25% less cancer in those who follow AmCancerSoc guidelines - A prospective cohort study of 566,401 non-smoking adults aged 50–71 y at recruitment in 1995–1996, was followed for a median of 10.5 y for cancer incidence, 12.6 y for cancer mortality, and 13.6 y for total mortality. We constructed a 5-level score measuring adherence to ACS guidelines, which included baseline body mass index, physical activity, alcohol intake, and several aspects of diet. In both men and women, adherence to the ACS guidelines was associated with reductions in all-cancer incidence and the incidence of cancer at specific sites, as well as with reductions in cancer mortality and total mortality. These data suggest that, after accounting for cigarette smoking, adherence to a set of healthy behaviors may have considerable health benefits.
Even modest activity deceases mortality up to 30% compared to those who are inactive - The greatest reductions in mortality risk were observed between the 2 lowest activity groups across levels of general and abdominal adiposity, which suggests that efforts to encourage even small increases in activity in inactive individuals may be beneficial to public health.
Getting too much folic acid is also hazardous - Like all nutrients, there is a lower and an upper limit to be healthy. We suggest that high folic acid consumption reduces MTHFR protein and activity levels, creating a pseudo-MTHFR deficiency. These preliminary findings may have clinical implications for individuals consuming high-dose folic acid supplements, particularly those who are MTHFR deficient.
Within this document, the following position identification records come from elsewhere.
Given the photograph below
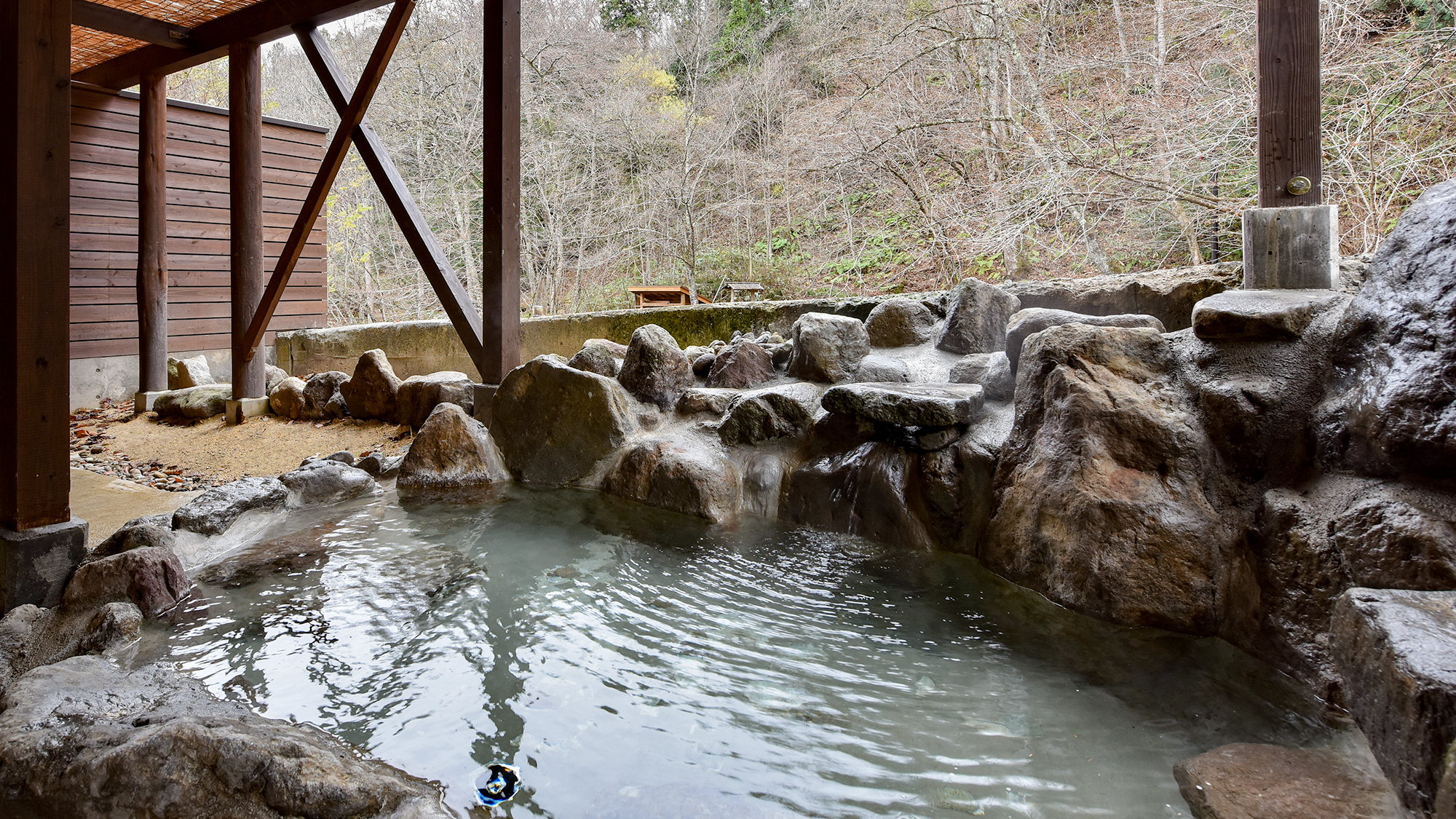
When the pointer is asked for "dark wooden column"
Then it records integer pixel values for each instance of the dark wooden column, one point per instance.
(36, 481)
(245, 104)
(502, 298)
(1289, 101)
(152, 235)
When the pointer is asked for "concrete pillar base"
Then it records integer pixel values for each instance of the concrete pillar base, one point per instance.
(37, 563)
(146, 401)
(247, 408)
(1292, 248)
(484, 398)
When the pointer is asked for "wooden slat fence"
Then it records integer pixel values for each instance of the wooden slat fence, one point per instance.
(104, 226)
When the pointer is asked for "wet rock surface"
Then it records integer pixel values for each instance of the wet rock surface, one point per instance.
(1267, 781)
(84, 737)
(828, 347)
(1397, 654)
(1391, 405)
(554, 423)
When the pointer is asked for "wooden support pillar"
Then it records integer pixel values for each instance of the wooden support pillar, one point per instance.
(40, 541)
(502, 186)
(245, 103)
(1289, 103)
(152, 235)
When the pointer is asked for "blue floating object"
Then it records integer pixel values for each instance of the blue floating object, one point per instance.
(497, 784)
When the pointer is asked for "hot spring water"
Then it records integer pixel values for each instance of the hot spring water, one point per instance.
(636, 663)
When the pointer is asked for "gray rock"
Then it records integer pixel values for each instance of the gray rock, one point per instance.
(656, 369)
(1260, 315)
(288, 400)
(679, 475)
(698, 400)
(373, 392)
(828, 347)
(901, 323)
(420, 395)
(908, 405)
(324, 395)
(554, 423)
(1267, 781)
(769, 413)
(151, 577)
(883, 369)
(1036, 320)
(740, 366)
(215, 510)
(992, 371)
(451, 451)
(1104, 491)
(1391, 407)
(184, 373)
(601, 356)
(328, 481)
(978, 318)
(1397, 654)
(85, 737)
(194, 401)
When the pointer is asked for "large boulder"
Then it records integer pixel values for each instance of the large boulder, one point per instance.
(215, 510)
(420, 395)
(742, 365)
(1267, 781)
(373, 392)
(151, 577)
(452, 449)
(554, 423)
(1391, 407)
(1107, 490)
(828, 347)
(184, 373)
(769, 413)
(656, 369)
(1397, 654)
(87, 737)
(901, 323)
(978, 318)
(679, 475)
(1036, 320)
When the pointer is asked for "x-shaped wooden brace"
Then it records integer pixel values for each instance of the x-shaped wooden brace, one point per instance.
(355, 129)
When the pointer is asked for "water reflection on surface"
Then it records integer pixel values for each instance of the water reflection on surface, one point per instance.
(636, 663)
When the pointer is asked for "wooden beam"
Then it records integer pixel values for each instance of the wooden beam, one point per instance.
(330, 170)
(36, 481)
(245, 103)
(502, 187)
(258, 24)
(1289, 101)
(152, 235)
(117, 21)
(411, 221)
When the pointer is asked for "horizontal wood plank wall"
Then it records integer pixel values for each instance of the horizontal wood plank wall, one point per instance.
(104, 226)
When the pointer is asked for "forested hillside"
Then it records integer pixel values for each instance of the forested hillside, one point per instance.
(861, 146)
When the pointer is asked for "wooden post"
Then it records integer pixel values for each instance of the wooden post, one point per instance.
(502, 187)
(152, 235)
(1289, 101)
(245, 103)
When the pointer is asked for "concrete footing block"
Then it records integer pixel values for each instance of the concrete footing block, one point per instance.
(247, 408)
(484, 398)
(37, 563)
(1292, 248)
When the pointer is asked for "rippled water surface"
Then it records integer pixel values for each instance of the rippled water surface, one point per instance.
(634, 663)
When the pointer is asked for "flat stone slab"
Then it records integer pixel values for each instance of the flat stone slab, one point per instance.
(1260, 315)
(1269, 781)
(1397, 654)
(908, 404)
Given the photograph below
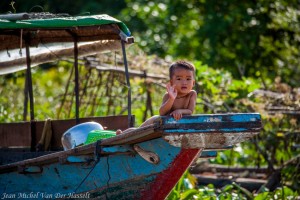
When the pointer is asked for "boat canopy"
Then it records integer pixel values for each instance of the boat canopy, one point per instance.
(51, 37)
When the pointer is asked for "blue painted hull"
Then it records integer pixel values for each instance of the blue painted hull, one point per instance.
(114, 169)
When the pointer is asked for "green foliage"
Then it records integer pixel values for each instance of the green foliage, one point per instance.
(185, 190)
(248, 38)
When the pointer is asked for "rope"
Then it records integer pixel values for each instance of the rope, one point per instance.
(97, 154)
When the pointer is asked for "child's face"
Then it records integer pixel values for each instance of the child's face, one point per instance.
(183, 80)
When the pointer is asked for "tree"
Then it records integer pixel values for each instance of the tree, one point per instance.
(252, 38)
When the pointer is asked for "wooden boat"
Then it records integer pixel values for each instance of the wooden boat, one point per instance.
(144, 163)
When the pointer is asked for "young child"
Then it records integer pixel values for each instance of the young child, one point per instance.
(179, 99)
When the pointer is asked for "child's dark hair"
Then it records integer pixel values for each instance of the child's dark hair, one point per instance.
(181, 64)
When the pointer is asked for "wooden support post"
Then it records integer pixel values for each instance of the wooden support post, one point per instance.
(130, 119)
(30, 92)
(76, 78)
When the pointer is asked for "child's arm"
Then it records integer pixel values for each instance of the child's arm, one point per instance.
(177, 114)
(168, 100)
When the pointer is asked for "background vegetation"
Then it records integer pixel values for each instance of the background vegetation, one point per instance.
(247, 58)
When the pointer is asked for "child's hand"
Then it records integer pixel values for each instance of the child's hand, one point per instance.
(176, 114)
(171, 91)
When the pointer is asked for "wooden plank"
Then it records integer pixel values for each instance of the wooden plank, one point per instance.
(18, 134)
(15, 134)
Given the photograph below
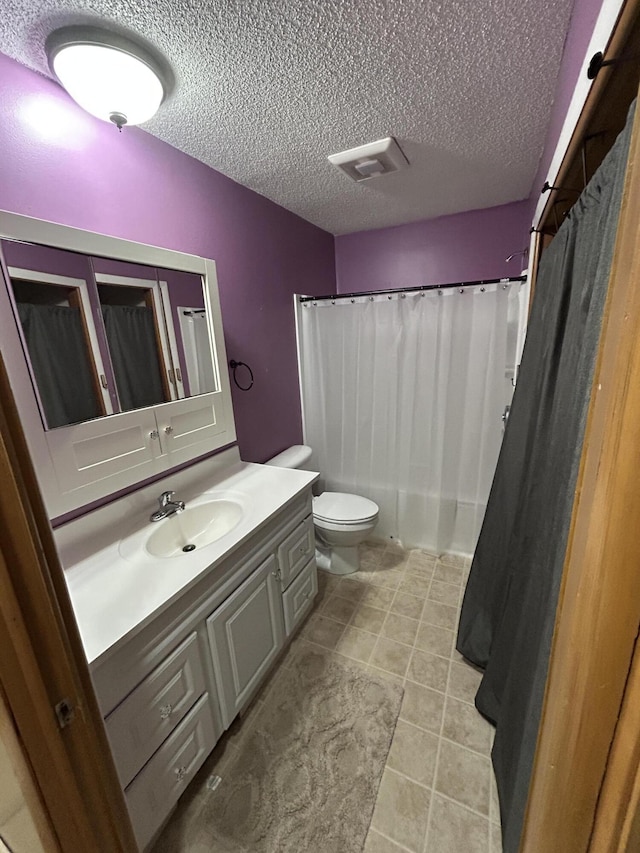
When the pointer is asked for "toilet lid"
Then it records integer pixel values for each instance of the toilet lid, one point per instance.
(339, 506)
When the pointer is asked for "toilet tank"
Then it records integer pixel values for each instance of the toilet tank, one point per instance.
(295, 456)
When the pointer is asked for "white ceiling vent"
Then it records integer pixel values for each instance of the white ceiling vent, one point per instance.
(370, 161)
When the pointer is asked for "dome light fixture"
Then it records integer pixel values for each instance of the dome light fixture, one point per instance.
(108, 74)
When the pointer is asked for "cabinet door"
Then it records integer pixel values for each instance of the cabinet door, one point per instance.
(189, 427)
(120, 449)
(246, 633)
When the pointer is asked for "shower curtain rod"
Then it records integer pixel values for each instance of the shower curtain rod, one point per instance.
(412, 289)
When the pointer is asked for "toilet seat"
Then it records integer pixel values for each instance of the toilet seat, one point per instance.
(344, 509)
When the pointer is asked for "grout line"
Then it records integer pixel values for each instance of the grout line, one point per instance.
(437, 762)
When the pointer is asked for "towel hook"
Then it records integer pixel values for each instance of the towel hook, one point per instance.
(234, 365)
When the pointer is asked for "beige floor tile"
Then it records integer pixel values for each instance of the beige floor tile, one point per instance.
(356, 644)
(494, 808)
(401, 811)
(421, 563)
(438, 641)
(466, 726)
(368, 618)
(496, 838)
(413, 753)
(457, 560)
(392, 656)
(326, 581)
(340, 609)
(393, 558)
(445, 593)
(440, 614)
(463, 776)
(350, 589)
(464, 681)
(415, 585)
(378, 596)
(322, 631)
(407, 605)
(428, 670)
(386, 579)
(454, 829)
(369, 559)
(448, 574)
(387, 676)
(377, 843)
(400, 628)
(422, 707)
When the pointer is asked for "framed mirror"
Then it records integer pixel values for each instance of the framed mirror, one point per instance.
(114, 352)
(103, 336)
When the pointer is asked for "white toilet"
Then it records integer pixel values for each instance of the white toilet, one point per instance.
(342, 521)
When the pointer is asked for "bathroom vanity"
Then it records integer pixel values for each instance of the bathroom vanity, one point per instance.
(180, 618)
(178, 645)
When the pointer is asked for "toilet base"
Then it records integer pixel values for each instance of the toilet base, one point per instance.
(338, 561)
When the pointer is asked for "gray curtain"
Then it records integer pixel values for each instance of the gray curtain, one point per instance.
(57, 347)
(509, 607)
(131, 336)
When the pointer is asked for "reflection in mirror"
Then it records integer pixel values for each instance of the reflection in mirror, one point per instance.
(130, 304)
(50, 294)
(189, 332)
(104, 336)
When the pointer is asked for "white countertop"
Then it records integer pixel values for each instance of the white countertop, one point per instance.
(114, 597)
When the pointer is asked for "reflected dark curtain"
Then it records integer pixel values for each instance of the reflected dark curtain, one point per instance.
(55, 338)
(509, 607)
(131, 335)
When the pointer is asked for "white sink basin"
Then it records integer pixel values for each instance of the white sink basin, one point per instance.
(193, 528)
(184, 532)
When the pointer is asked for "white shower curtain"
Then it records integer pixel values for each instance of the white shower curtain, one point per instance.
(402, 402)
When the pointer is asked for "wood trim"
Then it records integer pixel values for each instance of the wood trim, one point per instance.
(616, 45)
(617, 825)
(42, 662)
(598, 613)
(25, 779)
(75, 301)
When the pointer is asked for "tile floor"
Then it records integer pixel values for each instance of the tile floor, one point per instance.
(396, 617)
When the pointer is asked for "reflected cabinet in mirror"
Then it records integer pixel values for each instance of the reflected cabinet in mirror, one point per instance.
(103, 336)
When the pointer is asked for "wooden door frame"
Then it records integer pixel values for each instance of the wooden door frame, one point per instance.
(42, 662)
(587, 750)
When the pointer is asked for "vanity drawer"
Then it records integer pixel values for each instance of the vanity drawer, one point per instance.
(138, 726)
(295, 551)
(298, 599)
(158, 786)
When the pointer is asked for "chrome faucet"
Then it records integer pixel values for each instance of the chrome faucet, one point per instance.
(167, 507)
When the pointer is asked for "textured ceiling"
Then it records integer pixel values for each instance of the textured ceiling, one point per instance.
(266, 89)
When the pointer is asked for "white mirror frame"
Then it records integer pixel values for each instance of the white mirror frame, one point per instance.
(61, 498)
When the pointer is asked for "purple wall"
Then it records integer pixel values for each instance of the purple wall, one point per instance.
(583, 19)
(61, 164)
(462, 247)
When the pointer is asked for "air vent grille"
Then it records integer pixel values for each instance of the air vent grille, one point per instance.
(370, 161)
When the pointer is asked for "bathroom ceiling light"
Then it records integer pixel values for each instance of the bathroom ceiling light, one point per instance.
(107, 74)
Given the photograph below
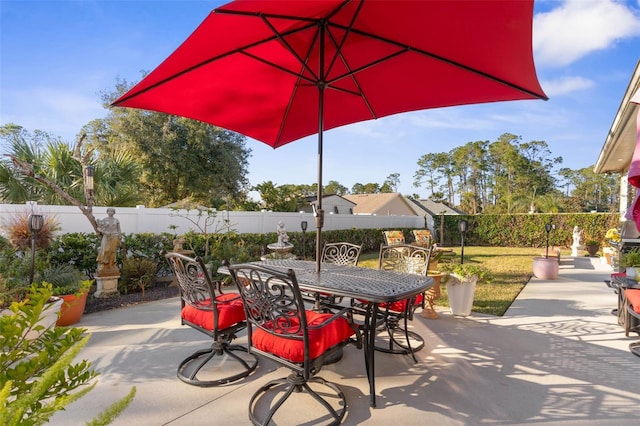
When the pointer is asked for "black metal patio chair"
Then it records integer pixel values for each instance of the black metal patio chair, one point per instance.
(282, 330)
(219, 315)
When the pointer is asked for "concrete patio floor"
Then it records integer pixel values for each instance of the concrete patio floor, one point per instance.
(557, 356)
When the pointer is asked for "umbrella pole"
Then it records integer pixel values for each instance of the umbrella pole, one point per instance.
(319, 212)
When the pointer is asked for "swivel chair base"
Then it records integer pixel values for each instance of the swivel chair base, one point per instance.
(295, 384)
(203, 366)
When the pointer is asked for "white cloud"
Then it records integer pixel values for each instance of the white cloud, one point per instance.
(565, 85)
(579, 27)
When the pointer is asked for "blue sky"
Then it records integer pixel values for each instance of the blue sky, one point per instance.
(57, 56)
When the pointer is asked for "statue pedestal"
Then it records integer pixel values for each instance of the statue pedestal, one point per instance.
(106, 286)
(574, 250)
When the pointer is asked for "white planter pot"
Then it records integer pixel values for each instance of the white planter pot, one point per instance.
(460, 293)
(631, 271)
(546, 268)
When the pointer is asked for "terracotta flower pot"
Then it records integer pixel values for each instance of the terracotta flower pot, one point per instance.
(72, 309)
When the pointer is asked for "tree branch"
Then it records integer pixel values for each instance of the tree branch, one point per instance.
(27, 170)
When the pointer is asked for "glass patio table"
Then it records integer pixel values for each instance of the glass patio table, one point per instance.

8 to 30% of children get infections while in the hospital in developed countries - The incidence of nosocomial infections in children in developed countries is still high, ranging from 8% to 30% depending on the time of the year and type of hospital ward, and standard preventive measures, such as increased hygiene, are not sufficiently efficacious. Nosocomial infections or hospital-acquired infections, by definition, develop during a hospital stay, meaning that they are not present or incubating at the time of admission; infections that occur >48 h after admission are considered nosocomial. Overall, gastrointestinal and respiratory tract infections account for the majority of hospital-acquired infections. Nosocomial infections have several negative effects: they prolong the hospital stay, worsen the treatment outcome, and significantly increase health care expenses.